Healthcare informatics integrates healthcare sciences, information science, computer science, and cognitive science to improve patient care’s safety and quality. Healthcare informatics blends practical concepts with technology (Hoyt & Yoshihashi, 2019). It provides a robust healthcare data infrastructure allowing easy access to patient records. Healthcare is one of the biggest digital industries embracing information technologies. Healthcare informatics has been around for the past three decades. It has experienced rapid growth while incorporating evolving technology within the medical field. There have been improvements in healthcare outcomes, patient education, and care delivery in health systems.
Christiana Care Hospital is the healthcare organization of choice. The hospital adopts healthcare informatics systems to acquire, store, and retrieve information in healthcare and biomedicine. The organization has shifted its focus to quality improvement, evidence-based medicine, and data accessibility and security for its patients (Cowie et al., 2017). The study aims to assess informatics currently used in Christiana Care Hospital. It will further provide recommendations on how the organization improves its informatics systems to increase the efficiency and effectiveness of healthcare. The study begins with an executive summary, followed by an introduction, then conducts an analysis of informatics systems and ends with a conclusion.
Healthcare informatics organizes theories, knowledge, and information from a computerized system.

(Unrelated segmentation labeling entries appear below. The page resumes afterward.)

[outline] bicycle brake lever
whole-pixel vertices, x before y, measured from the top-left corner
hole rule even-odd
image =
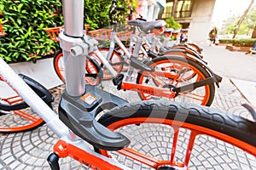
[[[251,113],[253,121],[256,122],[256,107],[248,103],[242,103],[241,105],[245,107]]]
[[[117,86],[118,90],[121,89],[123,79],[124,79],[124,75],[121,73],[119,73],[118,75],[113,77],[113,85]]]

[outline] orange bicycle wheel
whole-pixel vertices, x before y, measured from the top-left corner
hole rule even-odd
[[[132,169],[256,167],[255,124],[206,106],[142,101],[116,107],[98,122],[131,144],[96,150]]]
[[[54,57],[54,68],[59,78],[65,82],[65,68],[62,50],[57,51]],[[100,71],[100,66],[96,65],[90,59],[86,60],[85,65],[85,82],[90,85],[96,85],[102,82],[102,73]]]
[[[0,103],[3,101],[0,99]],[[0,110],[0,133],[2,133],[32,130],[44,124],[44,120],[30,107],[9,111]]]
[[[176,88],[191,84],[210,77],[209,73],[204,68],[191,60],[188,60],[182,56],[160,57],[153,60],[148,65],[151,68],[154,68],[155,71],[163,72],[162,76],[159,74],[157,75],[157,79],[160,79],[161,83],[156,83],[154,78],[152,77],[151,75],[154,75],[154,71],[141,71],[137,76],[137,84],[160,87],[172,90]],[[165,71],[172,72],[177,74],[178,76],[177,78],[166,77],[164,74]],[[138,94],[143,100],[162,99],[161,96],[152,96],[143,92],[139,92]],[[195,90],[180,92],[177,94],[173,99],[172,99],[175,101],[193,103],[201,105],[210,105],[212,103],[214,94],[214,84],[210,83],[197,88]]]

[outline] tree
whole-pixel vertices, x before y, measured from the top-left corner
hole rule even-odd
[[[235,37],[236,37],[236,34],[237,34],[237,32],[238,32],[238,31],[239,31],[239,27],[240,27],[241,22],[242,22],[243,20],[245,19],[247,14],[249,12],[249,10],[250,10],[251,7],[253,5],[253,3],[254,3],[254,0],[252,0],[251,3],[250,3],[250,4],[249,4],[249,6],[247,7],[247,8],[244,11],[243,14],[241,16],[240,20],[239,20],[238,22],[237,22],[237,25],[236,25],[236,29],[235,29],[235,31],[234,31],[234,35],[233,35],[233,37],[232,37],[232,38],[235,38]]]
[[[252,38],[256,38],[256,25],[254,26],[254,29],[253,29],[253,34],[252,34]]]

It focuses mainly on providing support to the well-being of the human population. Through this process, public health becomes highly protected from infectious diseases (Pramanik et al., 2020). The information works with advanced technologies in solving problems related to health system management. It means incorporating data through science and organizing the necessary knowledge appropriate for patient care. Public health interventions are effective just like the data supporting the information (Coiera, 2018). The quality and safety of patient care are offered through various forms of public health informatics intersecting between data, humans, and technology. The informatics systems in public health include electronic health records (EHRs), remote patient monitoring (RPM), or telehealth and laboratory information system (LIS).
Electronic Health Records (EHRs)
Electronic Health Records (EHRs) application at Christiana Care Hospital has replaced the patient paper records. Traditionally, patient information was documented on paper or in medical books. However, the introduction of EHRs in the organization has enabled the collection and storage of medical information on each patient electronically (Evans, 2021). The records include health information, doctor visits, test results, and healthcare treatments. EHRs make patient information secure and available instantly to authorize users. The system is real-time and patient-centered in storing their information. The information about the patient medical history can be shared with other healthcare facilities upon patient authorization. Christiana Care Hospital can share its information with the facility of choice if the patient wants to change to a different healthcare organization. The interlink built with other health facilities allows for easy transfer of patient information (Foxman & Kilcoyne, 2018). No paperwork is required to make information available to the authorized user from another end. Therefore, the organization has eliminated the traditional paperwork.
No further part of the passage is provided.